Appui à la mise en œuvre du Plan d’action de la Commission Justice, Droits humains et Sécurité publique

Dans le cadre de son mandat, la Mission des Nations Unies pour l’Appui à la Justice en Haïti (MINUJUSTH) a accompagné la mise en œuvre d’un projet de soutien à l’état de droit dont la cérémonie de clôture s’est déroulée le mardi 26 mars 2019La mise en œuvre du projet a été réalisée en partenariat avec l’ONG Passion & Amour de Soi (PAS) sur une période de 6 mois.

Ce projet d’un appui technique à la Commission permanente justice, sécurité publique et droits humains de la Chambre des députés concerne le renforcement de l’état de droit avec une emphase sur l’aboutissement du processus de la réforme pénale engagé par le gouvernement haïtien il y a plus d’une décennie.

Réalisé à travers 5 départements du pays (Nord, Nord-Ouest, Artibonite, Ouest, Sud’Est), ce projet a touché un total de 306 personnes, dont 100 femmes.  Aux différentes activités du projet, ont pris part entre autres, des acteurs étatiques et non étatiques tels que des juges, des doyens de tribunal, des commissaires de gouvernement, des officiers supérieurs de police, des directeurs généraux, des parlementaires, des maires, des CASECs et ASECs; et au niveau de la société civile, des organisations de droits humains, des organisations de femmes, des étudiants, des avocats, des journalistes, des recteurs d’université.

Sa mise en œuvre s’est réalisée à travers trois (3) volets spécifiques d’intervention :

  1. La réalisation d’un état des lieux sur l’avancement de la réforme judiciaire et de la politique pénale du gouvernement à travers des ateliers de débats, de réflexion et de restitution avec les acteurs étatiques, non-étatiques et partenaires internationaux ;
  2. Le renforcement du contrôle et du suivi des actions gouvernementales dans le domaine de la justice, de la sécurité publique et de la lutte contre la corruption via des séances d’audition sur les actions du gouvernement dans le domaine judiciaire ;
  3. L’initiation d’un processus de dialogue autour de l’élaboration d’un plan stratégique de politique publique sur le renforcement de l’état de droit par la tenue d’un atelier de réflexion avec les acteurs locaux et partenaires internationaux.

Les séances participatives réalisées à travers les 5 départements cités plus haut ont permis de mobiliser les citoyennes et citoyens concernés à faire valoir leurs positions par rapport à la désuétude des codes pénal et de procédure pénale vieux de plus de 150 ans et à faire des propositions d’actualisation tenant compte de leur vécu et des transformations sociales survenues en Haïti.
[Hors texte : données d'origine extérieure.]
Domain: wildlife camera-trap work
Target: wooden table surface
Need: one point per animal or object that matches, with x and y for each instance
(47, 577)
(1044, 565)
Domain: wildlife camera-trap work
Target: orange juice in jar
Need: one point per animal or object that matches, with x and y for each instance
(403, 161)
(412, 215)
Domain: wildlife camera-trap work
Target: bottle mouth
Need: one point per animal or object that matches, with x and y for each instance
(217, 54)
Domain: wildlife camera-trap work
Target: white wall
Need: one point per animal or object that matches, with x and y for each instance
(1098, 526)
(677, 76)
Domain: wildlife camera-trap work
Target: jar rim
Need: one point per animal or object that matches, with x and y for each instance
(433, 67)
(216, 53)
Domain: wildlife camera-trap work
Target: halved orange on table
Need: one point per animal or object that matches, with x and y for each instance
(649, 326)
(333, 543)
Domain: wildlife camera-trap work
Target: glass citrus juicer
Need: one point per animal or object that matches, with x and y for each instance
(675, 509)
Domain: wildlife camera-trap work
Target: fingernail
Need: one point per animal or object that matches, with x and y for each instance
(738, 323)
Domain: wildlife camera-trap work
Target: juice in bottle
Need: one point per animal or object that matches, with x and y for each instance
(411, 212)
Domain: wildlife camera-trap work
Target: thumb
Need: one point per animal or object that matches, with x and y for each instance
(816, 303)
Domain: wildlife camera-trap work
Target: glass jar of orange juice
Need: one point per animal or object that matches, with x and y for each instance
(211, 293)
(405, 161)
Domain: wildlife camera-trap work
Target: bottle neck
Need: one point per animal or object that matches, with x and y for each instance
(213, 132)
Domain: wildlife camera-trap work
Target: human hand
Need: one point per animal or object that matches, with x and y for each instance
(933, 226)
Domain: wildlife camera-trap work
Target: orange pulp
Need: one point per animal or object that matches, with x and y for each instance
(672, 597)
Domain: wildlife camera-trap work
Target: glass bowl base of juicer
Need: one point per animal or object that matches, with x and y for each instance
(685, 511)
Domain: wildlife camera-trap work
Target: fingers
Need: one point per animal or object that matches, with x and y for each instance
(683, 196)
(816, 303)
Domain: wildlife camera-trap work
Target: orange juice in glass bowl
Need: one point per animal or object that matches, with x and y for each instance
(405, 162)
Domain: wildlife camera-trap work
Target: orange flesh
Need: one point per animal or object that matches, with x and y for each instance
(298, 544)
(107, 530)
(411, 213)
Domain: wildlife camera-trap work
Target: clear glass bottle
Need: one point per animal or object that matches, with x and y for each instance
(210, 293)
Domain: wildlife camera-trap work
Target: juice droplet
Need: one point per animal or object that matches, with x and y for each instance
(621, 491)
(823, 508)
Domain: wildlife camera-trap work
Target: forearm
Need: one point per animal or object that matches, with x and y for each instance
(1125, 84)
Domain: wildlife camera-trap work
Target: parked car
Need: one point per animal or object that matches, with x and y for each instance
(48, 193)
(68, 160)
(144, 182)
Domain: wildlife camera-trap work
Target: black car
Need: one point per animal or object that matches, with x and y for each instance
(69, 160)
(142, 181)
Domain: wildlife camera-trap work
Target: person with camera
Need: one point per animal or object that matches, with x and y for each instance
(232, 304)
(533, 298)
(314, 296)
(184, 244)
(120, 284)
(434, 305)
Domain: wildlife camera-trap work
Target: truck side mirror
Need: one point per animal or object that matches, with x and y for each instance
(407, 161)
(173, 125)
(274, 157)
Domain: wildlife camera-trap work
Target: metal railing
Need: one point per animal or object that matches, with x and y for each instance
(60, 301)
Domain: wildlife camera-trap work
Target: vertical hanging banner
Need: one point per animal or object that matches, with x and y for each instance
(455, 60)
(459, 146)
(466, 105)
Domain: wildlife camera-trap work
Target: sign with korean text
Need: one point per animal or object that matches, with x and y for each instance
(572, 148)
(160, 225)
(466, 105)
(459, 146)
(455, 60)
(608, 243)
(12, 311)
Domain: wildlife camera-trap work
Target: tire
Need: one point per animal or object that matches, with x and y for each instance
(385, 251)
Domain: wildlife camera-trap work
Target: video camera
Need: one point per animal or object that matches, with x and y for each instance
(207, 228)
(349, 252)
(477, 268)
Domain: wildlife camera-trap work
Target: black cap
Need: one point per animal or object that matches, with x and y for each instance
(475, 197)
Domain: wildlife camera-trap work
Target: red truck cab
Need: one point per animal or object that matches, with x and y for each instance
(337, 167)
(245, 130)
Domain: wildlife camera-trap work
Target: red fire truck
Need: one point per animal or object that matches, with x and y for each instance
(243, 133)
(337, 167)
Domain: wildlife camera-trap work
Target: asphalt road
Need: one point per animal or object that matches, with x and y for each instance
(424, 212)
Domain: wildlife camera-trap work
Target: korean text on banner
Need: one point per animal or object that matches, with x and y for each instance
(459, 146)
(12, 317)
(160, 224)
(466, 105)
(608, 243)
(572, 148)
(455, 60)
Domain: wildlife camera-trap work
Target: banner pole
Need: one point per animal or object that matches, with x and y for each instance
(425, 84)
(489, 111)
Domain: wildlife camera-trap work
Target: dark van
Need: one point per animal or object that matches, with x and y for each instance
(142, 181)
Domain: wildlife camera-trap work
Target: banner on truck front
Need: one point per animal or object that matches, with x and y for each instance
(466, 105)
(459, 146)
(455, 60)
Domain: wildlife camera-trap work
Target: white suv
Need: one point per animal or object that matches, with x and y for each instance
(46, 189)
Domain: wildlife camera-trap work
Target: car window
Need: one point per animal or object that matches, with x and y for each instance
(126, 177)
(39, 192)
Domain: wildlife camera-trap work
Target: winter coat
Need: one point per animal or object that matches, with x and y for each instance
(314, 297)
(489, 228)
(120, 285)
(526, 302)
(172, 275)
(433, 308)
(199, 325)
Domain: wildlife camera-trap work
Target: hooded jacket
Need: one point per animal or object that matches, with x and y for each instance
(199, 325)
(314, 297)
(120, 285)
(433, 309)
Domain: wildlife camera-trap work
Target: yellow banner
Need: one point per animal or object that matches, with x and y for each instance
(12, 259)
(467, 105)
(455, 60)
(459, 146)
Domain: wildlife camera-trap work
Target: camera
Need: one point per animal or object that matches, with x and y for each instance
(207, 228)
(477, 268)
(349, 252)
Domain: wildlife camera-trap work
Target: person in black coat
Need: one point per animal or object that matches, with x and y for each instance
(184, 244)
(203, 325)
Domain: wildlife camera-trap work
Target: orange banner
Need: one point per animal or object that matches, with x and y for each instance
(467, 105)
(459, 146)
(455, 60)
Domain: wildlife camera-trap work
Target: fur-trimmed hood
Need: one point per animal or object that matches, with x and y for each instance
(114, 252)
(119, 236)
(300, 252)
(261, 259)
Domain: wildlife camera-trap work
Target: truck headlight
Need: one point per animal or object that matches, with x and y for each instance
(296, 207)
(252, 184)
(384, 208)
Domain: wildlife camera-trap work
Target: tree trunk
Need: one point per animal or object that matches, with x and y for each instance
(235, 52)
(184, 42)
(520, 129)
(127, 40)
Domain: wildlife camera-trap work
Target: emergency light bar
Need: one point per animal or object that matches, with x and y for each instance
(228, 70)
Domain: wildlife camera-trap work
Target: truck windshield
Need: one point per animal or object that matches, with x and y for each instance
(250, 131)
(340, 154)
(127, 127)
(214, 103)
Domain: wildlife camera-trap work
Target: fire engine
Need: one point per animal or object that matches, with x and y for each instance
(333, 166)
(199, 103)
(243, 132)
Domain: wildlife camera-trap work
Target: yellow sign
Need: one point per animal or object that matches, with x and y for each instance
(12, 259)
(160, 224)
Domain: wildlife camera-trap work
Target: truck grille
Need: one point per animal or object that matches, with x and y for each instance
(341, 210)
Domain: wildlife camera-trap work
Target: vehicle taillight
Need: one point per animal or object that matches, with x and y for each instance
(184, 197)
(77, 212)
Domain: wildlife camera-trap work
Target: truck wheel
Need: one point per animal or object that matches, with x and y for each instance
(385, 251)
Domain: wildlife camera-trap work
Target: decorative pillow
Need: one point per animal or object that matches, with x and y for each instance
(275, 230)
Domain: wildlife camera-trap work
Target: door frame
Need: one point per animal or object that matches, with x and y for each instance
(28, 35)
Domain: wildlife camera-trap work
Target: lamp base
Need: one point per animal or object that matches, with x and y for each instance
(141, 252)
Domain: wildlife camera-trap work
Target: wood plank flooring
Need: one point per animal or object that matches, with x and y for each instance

Ces différentes contributions ont abouti à l’élaboration de deux documents de travail pouvant influencer la révision et le vote desdits codes par les parlementaires au niveau de la

50ème législature : un résumé du projet de loi portant sur le nouveau code pénal et un résumé du nouveau code de procédure pénale.

Il importe de souligner que les efforts déployés par les parlementaires et les acteurs étatiques et non étatiques dans le cadre de ce projet ont également contribué au vote de la loi sur l’assistance légale.

« Haïti souffrait depuis des décennies de la désuétude de ses codes pénal et de procédure pénale. Il nous faut de nouveaux codes qui s’adaptent mieux à l’évolution de la société haïtienne. Ainsi, il est important de rassembler les acteurs étatiques et non-étatiques autour d’une même table afin qu’ils discutent du contenu des réformes proposées avant le vote des parlementaires. Je ne peux que féliciter les initiateurs du projet ». C’est en ces termes qu’a réagi un étudiant en sciences diplomatiques et relations internationales prenant part à l’un des ateliers.

« Ce projet constitue une étape dans le cadre des actions de synergie visant à sensibiliser les acteurs concernés sur l’importance du renforcement de l’état de droit en Haïti », a conclu le président sortant et membre de la Commission justice, sécurité et droits humains de la Chambre des députés Jean Mary Forestal.